Farklılaşmış toplumlarda bu imtiyaz belirli bazı ailelerin eline geçer ve alttaki tabakalara karşı kullanılır. Üstün tabakaların alttakiler üzerindeki tesir ve nüfuzu azaldıkça alttaki tabakalarda nüfuz kazanmaya başlar böylece hukuk kavramı bütün topluma doğru genişler.

İnsan nerede ve ne durumda olursa olsun bilgin cahil kuvvetli ve aciz ne şart ve sıfat taşırsa taşısın insanlık bütünün bir parçası olmak itibariyle bazı haklara sahiptir. Ve bunlar karşılıklıdır. Birimiz için hak olan, birimiz için yerine getirilmeye mecbur olduğumuz bir vazife ve borçtur. Bu kaide önünde bütün insanlar eşittir.

Bu tanımlamanın ışığı altında hakları şöyle sınıflandırabiliriz. İnsanların Allah ile ilgili hakları, kul hakları, kamu hakları, milletlerarası haklar, medeni haklar. İlkeleri ortaya konmuş ve bütün demokrasi hareketleri ile birlikte dünyaya yayılmış olan, çağdaş milletlerin ortak idealleridir.

İnsan hakları kavramının başlangıcını TEVRAT’TA ve HIRİSTİYANLIKTA olduğunu söyleyenler vardır.

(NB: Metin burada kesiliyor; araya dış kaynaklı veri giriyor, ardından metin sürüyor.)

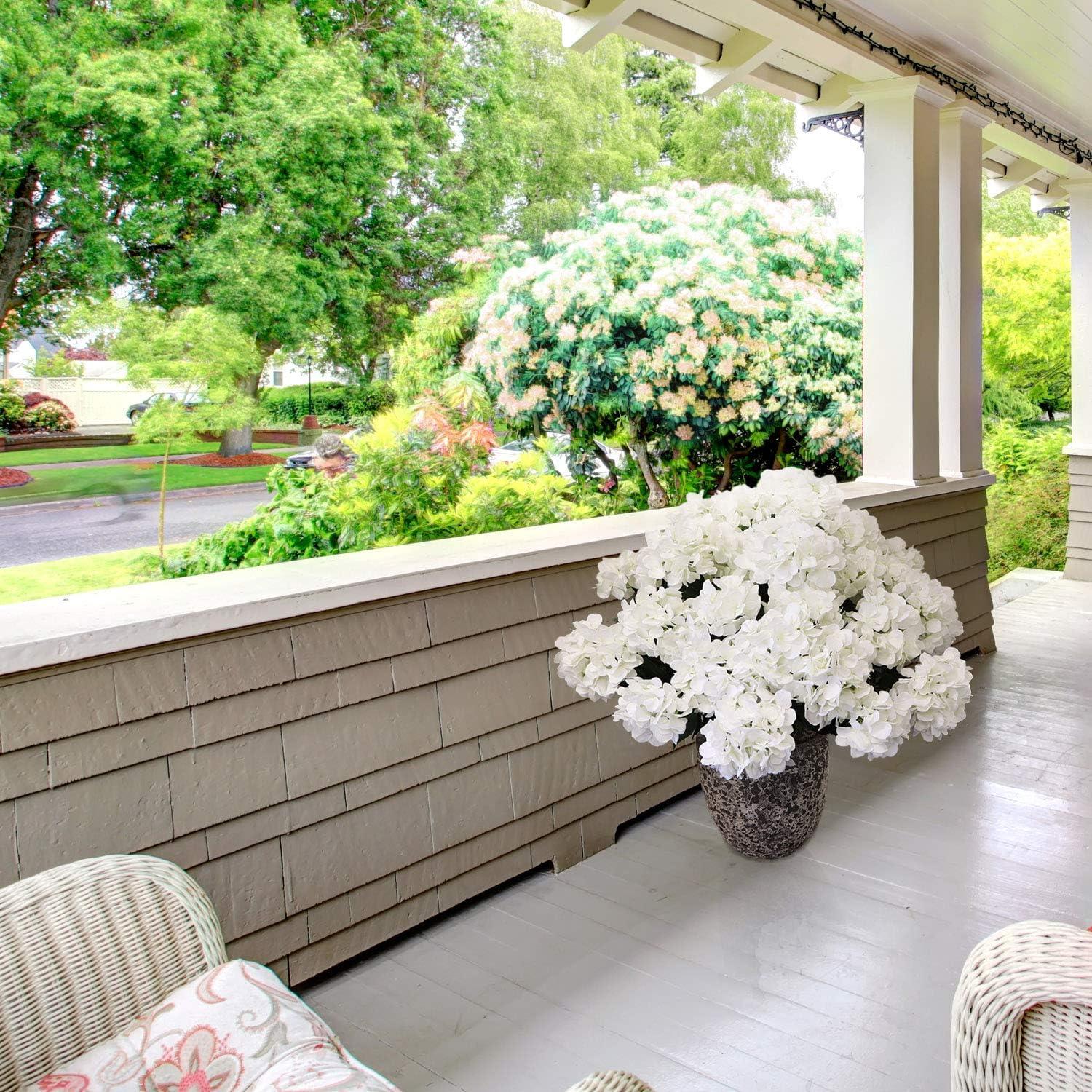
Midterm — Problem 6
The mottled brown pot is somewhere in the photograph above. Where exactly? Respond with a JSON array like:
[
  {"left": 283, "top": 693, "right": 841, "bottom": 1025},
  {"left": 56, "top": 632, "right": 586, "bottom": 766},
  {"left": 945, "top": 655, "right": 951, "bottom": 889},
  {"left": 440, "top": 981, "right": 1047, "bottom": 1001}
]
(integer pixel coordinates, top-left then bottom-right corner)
[{"left": 699, "top": 732, "right": 830, "bottom": 860}]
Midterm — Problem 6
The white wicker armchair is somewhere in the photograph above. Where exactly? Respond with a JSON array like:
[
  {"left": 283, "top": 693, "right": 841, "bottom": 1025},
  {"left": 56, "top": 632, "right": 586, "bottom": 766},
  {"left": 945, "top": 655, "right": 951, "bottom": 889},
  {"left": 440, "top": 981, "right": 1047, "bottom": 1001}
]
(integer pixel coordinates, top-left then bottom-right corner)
[
  {"left": 0, "top": 856, "right": 227, "bottom": 1092},
  {"left": 0, "top": 855, "right": 652, "bottom": 1092},
  {"left": 952, "top": 922, "right": 1092, "bottom": 1092}
]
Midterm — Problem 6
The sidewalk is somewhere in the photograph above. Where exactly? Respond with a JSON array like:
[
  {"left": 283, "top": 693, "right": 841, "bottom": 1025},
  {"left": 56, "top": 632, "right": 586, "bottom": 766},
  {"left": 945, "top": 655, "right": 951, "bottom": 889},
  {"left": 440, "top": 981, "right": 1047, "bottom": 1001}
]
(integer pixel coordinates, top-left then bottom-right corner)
[
  {"left": 0, "top": 482, "right": 268, "bottom": 519},
  {"left": 15, "top": 447, "right": 301, "bottom": 474}
]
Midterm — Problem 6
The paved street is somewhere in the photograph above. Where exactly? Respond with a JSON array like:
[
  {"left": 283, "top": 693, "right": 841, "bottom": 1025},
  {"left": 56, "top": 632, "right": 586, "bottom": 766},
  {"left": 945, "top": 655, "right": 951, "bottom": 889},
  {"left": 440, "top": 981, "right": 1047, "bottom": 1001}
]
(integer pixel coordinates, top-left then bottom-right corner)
[{"left": 0, "top": 483, "right": 269, "bottom": 567}]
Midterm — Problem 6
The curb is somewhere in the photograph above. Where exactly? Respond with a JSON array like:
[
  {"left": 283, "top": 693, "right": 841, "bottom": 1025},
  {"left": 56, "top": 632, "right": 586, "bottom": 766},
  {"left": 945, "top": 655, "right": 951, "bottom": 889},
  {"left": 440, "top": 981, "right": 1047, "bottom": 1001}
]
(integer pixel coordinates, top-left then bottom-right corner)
[{"left": 0, "top": 482, "right": 266, "bottom": 519}]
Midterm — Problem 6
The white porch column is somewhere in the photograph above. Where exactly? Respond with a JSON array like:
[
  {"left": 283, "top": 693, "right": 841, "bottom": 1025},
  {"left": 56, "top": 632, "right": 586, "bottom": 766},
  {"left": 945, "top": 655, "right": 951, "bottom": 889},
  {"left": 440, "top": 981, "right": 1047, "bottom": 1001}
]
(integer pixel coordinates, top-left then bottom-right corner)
[
  {"left": 852, "top": 76, "right": 954, "bottom": 485},
  {"left": 1065, "top": 179, "right": 1092, "bottom": 580},
  {"left": 939, "top": 100, "right": 996, "bottom": 478}
]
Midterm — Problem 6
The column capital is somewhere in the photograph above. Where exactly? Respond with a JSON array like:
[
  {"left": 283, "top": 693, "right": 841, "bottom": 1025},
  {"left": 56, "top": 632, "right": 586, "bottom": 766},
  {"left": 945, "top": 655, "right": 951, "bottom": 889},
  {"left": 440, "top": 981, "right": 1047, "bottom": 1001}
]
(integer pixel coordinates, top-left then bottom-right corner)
[
  {"left": 850, "top": 76, "right": 956, "bottom": 108},
  {"left": 941, "top": 98, "right": 997, "bottom": 129}
]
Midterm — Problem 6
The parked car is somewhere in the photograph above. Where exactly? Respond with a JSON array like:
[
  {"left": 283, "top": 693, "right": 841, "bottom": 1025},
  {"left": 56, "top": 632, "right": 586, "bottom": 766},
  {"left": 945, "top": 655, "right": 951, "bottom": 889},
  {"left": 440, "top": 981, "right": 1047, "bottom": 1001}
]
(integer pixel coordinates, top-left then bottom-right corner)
[
  {"left": 284, "top": 428, "right": 366, "bottom": 471},
  {"left": 126, "top": 393, "right": 209, "bottom": 425},
  {"left": 489, "top": 432, "right": 626, "bottom": 478}
]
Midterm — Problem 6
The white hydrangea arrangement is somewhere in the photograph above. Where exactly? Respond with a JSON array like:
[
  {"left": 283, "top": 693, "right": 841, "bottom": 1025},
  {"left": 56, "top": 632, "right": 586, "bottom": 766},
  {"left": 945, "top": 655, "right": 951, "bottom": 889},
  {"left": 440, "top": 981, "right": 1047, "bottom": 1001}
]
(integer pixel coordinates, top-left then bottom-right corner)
[{"left": 557, "top": 470, "right": 971, "bottom": 778}]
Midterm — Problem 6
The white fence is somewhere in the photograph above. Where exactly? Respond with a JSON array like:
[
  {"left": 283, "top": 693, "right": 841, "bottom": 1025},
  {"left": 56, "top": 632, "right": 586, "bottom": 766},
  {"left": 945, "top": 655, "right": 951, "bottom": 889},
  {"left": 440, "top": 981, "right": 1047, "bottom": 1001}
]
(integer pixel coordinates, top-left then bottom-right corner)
[{"left": 15, "top": 376, "right": 179, "bottom": 427}]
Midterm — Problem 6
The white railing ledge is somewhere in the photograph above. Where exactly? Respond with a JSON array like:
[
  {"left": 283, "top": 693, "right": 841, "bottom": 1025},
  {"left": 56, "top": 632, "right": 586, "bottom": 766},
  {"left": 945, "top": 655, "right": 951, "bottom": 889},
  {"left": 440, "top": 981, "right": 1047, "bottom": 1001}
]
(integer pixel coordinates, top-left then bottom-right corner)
[{"left": 0, "top": 474, "right": 994, "bottom": 676}]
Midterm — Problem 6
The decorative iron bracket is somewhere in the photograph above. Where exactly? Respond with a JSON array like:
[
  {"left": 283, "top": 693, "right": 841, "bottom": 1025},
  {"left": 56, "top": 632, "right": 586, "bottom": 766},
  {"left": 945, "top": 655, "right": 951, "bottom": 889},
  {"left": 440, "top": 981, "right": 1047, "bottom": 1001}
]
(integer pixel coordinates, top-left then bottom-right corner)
[{"left": 804, "top": 106, "right": 865, "bottom": 148}]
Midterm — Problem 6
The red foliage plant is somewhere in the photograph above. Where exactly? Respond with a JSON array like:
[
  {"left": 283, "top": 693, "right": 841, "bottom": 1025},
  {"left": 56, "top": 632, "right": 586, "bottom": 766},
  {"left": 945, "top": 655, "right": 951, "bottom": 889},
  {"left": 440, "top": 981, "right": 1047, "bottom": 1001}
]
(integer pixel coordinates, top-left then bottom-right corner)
[
  {"left": 23, "top": 391, "right": 76, "bottom": 421},
  {"left": 0, "top": 467, "right": 31, "bottom": 489}
]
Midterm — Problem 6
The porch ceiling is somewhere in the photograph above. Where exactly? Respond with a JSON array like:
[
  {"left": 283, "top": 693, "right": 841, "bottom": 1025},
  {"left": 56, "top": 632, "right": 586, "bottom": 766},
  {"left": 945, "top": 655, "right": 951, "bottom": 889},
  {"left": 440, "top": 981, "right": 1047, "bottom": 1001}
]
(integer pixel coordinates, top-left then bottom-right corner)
[
  {"left": 305, "top": 581, "right": 1092, "bottom": 1092},
  {"left": 847, "top": 0, "right": 1092, "bottom": 155},
  {"left": 539, "top": 0, "right": 1092, "bottom": 190}
]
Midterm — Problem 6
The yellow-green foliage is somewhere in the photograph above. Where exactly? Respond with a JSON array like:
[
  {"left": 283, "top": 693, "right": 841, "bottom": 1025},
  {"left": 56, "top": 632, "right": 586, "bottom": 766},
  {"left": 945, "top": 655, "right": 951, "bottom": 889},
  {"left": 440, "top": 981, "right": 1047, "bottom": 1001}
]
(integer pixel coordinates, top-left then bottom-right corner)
[
  {"left": 982, "top": 233, "right": 1069, "bottom": 411},
  {"left": 985, "top": 422, "right": 1069, "bottom": 580}
]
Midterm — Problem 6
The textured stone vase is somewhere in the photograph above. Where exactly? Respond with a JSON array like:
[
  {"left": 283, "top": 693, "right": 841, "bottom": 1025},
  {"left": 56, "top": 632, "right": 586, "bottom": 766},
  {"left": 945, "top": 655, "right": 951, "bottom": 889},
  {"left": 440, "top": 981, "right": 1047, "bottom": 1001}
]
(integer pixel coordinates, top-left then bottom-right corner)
[{"left": 698, "top": 732, "right": 830, "bottom": 860}]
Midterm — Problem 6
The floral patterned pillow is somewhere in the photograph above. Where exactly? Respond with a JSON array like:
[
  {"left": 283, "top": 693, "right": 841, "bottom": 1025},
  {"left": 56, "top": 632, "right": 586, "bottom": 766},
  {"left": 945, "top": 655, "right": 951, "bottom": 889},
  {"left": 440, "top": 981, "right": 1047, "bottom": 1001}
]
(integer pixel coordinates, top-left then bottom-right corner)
[{"left": 24, "top": 960, "right": 397, "bottom": 1092}]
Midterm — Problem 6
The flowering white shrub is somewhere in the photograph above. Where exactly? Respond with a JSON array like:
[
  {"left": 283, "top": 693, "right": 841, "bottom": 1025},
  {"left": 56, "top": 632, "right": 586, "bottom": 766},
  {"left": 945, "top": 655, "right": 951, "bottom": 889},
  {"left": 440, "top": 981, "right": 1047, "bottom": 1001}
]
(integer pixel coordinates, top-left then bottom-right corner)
[
  {"left": 464, "top": 183, "right": 860, "bottom": 500},
  {"left": 557, "top": 470, "right": 971, "bottom": 778}
]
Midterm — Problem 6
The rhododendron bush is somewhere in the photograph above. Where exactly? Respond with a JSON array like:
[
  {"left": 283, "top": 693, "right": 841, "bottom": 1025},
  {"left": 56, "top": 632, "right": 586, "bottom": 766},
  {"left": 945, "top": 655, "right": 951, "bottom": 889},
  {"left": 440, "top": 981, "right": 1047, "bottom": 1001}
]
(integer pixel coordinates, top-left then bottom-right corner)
[
  {"left": 557, "top": 470, "right": 971, "bottom": 778},
  {"left": 465, "top": 183, "right": 860, "bottom": 507}
]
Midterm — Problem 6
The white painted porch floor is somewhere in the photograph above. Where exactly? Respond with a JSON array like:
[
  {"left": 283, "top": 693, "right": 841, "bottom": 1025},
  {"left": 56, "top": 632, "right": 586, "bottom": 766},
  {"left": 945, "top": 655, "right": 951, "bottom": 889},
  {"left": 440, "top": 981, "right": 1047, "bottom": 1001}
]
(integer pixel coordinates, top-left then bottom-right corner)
[{"left": 304, "top": 581, "right": 1092, "bottom": 1092}]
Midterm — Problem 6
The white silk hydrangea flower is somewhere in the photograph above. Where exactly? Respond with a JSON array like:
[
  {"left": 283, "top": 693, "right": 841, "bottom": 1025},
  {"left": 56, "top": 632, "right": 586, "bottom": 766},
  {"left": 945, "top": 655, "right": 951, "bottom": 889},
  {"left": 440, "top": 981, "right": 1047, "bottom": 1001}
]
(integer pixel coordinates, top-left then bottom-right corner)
[{"left": 557, "top": 470, "right": 971, "bottom": 778}]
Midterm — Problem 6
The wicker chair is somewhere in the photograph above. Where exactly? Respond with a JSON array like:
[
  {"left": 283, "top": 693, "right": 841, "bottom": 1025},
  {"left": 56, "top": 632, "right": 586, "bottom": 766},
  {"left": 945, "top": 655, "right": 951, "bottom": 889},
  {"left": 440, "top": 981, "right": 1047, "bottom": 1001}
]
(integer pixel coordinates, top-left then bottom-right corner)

Doğrusu odur ki insan hakları anlayışı tarih boyunca yavaş yavaş gelişmiş olmakla birlikte ilk ve gelişmiş şekliyle İslam’da gerçekleştirmiştir. Hz. Peygamberimizin VEDA hutbesi ilk insan hakları beyannamesi olarak önemlidir.

İnsan haklarını milletler veya şahıslar kendi menfaatleri doğrultusunda kullanırlarsa ve bunu yaparken başka milletlerin ve şahısların haklarına tecavüze yeltenirse insan hakları yerine terör ve anarşi doğar.

Değişmeyen kural güçlüler kendileri için kullandıkları ve vazgeçilmez saydıkları bu hakları güçsüzler için daima ellerinde bir oyuncak olarak tutmuşlardır. Güçsüzlerin istediği kadar değil kendilerinin menfaatlerine yaradığı kadar kullanma hakkı vermişlerdir.

Bu gün dünya üzerinde terör ve anarşi hala devam ediyorsa bu durum Birleşmiş Milletler üyesi devletlerin (Veto hakkı olan) uygulamalarda ki çifte standartlarından kaynaklanmaktadır.